« Pincez-moi », murmura Ramirez.
Comme Avery le faisait quand elle nettoyait des surfaces dans sa maison, elle se baissa et jeta un coup d’œil à la proue de l’embarcation. L’ombre était soit une coïncidence soit un signe chargé de sens exécuté par le tueur, et s’il en avait laissé un, il était possible qu’il en ait laissé un autre. Elle se déplaça d’un côté du navire vers l’autre.

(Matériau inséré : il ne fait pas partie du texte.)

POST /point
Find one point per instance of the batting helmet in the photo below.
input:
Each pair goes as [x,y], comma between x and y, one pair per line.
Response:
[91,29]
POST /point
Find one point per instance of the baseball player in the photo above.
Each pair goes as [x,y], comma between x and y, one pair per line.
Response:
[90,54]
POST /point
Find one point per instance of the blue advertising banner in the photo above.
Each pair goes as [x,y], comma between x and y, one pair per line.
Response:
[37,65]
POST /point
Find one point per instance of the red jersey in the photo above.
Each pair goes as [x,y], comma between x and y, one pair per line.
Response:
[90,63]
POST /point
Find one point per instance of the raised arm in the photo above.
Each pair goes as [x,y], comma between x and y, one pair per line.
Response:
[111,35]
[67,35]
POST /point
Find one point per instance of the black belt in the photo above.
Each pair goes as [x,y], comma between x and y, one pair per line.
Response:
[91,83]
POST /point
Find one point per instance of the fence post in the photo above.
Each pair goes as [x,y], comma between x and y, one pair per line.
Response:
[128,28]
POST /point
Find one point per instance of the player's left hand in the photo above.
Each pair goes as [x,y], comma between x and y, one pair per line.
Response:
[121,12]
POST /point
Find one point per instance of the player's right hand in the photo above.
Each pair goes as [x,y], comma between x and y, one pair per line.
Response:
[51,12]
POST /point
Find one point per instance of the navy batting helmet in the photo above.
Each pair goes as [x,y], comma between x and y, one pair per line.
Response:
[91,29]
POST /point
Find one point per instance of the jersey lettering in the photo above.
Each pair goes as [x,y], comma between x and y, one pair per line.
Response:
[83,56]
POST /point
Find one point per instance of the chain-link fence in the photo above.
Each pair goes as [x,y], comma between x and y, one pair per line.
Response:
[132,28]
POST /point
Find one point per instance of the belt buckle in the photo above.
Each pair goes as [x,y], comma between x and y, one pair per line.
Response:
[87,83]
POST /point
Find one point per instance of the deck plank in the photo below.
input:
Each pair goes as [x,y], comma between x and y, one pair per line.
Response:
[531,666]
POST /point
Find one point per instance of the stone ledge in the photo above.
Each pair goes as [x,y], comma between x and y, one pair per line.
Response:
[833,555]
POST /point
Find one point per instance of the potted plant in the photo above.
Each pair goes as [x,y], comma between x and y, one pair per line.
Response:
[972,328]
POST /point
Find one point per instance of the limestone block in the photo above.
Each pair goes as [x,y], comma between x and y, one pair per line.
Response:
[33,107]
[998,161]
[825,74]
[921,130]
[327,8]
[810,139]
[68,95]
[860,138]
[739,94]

Dans la lumière éblouissante du soleil, sur une surface blanche à la proue du navire, juste au-dessus de la tête de la femme, entre son corps et son ombre, Avery remarqua une étoile. Quelqu’un avait utilisé son doigt pour dessiner une étoile, soit dans un crachat ou dans de l’eau de mer.
Ramirez appela O’Malley en contrebas.
« Qu’a dit la scientifique ? »
« Ils ont trouvé quelques poils sur le corps. Pourraient provenir d’un tapis. L’autre équipe est encore à l’appartement. »
« Quel appartement ? »
« L’appartement de la femme », s’écria O’Malley. « Nous pensons qu’elle a été enlevée là-bas. Aucune empreinte nulle part. Le gars portait peut-être des gants. Comment l’a-t-il transférée ici, jusqu’à un dock très visible, sans que personne ne le voie, nous l’ignorons. Il y a aussi obscurci certaines des caméras de la marina. Ça a dû être fait juste avant le meurtre. Elle a peut-être été tuée la nuit dernière. Le corps ne semble pas avoir subi d’agression sexuelle, mais le légiste doit donner ses dernières conclusions. »
Holt pouffa sans raison.
« C’est une perte de notre temps », dit-il sèchement à O’Malley. « Que peut potentiellement fournir cette femme que mes hommes n’ont pas déjà découvert ? Je me fiche de sa dernière affaire ou de sa personnalité publique. Pour autant que cela me concerne, elle est seulement une avocate finie qui a eu de la chance sur sa première grosse affaire, parce qu’un tueur en série, qu’elle a défendu au tribunal, l’a aidée ! »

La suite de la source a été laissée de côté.